Johanne Lykke Holm

Johanne Lykke Holm

Johanne Lykke Holm

Photographer
Khashayar Naderehvandi
Johanne Lykke Holm: Strega. Novel. Albert Bonniers Förlag, 2020. Nominated for the 2021 Nordic Council Literature Prize.

Johanne Lykke Holm’s dreamily atmospheric novel depicts a group of girls, or young women, as seasonal workers at a mountain hotel perched above the fictional Italian village of Strega. Every day the rooms are aired out and the sheets are ironed for guests who never arrive. In the common role in which they are being schooled in, the boundaries between the girls begin to blur. Their routines are punctuated by excursions – explorations of an internal and external nature that are organically vibrant, gothically threatening, and intensely sensual. This culminates in a disaster, orchestrated by the same strict superior who oversees their day-to-day work. 

In a way, the secluded hotel – reminiscent of the hotels of Thomas Mann and Stephen King – is somewhere beyond the scope of time and the outside world. Instead, it is the norms of the past, or the archetypal timelessness of myth, that are staged here – ceremonies to be seduced by, or to try to escape from. The evil of the hotel can also be seen as that of the world. At the centre of the novel is the vision of a young woman’s death – a motif that has been aestheticised in post-romantic poetry as often as it is in contemporary popular culture – as an eternal rite of passage, as something that always happens/threatens to happen/has already happened: “We knew that a girl’s life could be turned into a crime scene at any moment.” 

The author contends with motifs such as these out of boldness, not a lack of originality.
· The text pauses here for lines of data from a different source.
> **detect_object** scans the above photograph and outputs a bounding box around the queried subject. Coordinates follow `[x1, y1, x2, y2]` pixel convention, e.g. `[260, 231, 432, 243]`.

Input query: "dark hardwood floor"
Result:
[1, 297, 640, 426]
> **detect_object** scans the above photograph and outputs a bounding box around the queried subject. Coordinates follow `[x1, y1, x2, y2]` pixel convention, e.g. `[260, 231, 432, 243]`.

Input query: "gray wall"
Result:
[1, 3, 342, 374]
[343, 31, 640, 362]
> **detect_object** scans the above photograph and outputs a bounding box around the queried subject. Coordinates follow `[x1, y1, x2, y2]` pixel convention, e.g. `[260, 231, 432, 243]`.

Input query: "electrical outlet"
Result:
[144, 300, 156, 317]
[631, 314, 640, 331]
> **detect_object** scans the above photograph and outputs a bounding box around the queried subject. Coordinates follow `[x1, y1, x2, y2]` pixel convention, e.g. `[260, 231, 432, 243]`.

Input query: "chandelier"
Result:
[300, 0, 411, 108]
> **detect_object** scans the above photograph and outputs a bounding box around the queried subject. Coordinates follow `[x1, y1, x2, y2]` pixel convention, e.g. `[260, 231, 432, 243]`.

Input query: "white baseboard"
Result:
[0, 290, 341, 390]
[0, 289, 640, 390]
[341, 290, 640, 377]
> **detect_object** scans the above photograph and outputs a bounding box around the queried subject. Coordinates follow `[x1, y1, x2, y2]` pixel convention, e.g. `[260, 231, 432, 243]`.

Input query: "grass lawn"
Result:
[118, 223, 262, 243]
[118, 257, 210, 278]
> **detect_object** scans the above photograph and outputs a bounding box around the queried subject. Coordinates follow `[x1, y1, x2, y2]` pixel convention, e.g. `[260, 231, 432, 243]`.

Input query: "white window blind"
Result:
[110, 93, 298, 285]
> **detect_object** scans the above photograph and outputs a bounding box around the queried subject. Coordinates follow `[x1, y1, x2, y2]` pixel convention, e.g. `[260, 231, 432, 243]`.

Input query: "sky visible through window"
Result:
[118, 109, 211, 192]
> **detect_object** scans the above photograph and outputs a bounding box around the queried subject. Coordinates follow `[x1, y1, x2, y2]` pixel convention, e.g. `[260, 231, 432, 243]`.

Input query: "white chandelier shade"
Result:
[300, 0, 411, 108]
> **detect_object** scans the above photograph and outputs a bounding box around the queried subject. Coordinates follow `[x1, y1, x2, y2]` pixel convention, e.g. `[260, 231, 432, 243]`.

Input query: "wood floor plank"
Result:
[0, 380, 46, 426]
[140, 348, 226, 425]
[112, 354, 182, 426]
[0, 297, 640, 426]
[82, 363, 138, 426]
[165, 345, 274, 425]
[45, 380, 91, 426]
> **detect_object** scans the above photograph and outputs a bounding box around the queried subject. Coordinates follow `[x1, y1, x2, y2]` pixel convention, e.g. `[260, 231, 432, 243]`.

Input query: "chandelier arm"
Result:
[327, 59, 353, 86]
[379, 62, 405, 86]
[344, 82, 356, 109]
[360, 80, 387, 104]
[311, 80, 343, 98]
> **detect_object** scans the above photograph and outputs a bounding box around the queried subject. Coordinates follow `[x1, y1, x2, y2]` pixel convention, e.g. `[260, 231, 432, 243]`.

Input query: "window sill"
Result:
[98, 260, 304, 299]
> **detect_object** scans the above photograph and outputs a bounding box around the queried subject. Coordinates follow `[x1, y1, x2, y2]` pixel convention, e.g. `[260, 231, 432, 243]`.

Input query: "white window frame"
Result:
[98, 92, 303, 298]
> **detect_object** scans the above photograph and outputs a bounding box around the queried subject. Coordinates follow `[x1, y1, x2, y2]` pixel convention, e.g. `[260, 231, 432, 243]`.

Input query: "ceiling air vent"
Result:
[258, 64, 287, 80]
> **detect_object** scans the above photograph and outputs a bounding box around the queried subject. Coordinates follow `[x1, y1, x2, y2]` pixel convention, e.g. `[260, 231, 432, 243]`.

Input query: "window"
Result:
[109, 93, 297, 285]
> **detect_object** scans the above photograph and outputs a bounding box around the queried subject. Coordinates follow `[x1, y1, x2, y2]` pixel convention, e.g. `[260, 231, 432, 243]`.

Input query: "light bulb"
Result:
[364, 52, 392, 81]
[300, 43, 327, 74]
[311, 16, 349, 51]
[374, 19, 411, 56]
And what breathes new life into them is Lykke Holm’s sober hallucinatory prose, which constantly surprises the reader with unexpected word choices and statements. The supernatural permeates the everyday through the stimulating and uninhibited imagery: “A curtain spilled out of an open window like ectoplasm.” In this unusually beautiful novel, Lykke Holm not only conjures up a girls’ world full of holiness and secrecy, but points to the possibility of another, less romantic romance – still enchanted, but stripped of illusion.

Johanne Lykke Holm was born in 1987 and has previously published Natten som föregick denna dag. She also works as a translator from Danish and runs the Hekseskolen writing course in Copenhagen together with Olga Ravn.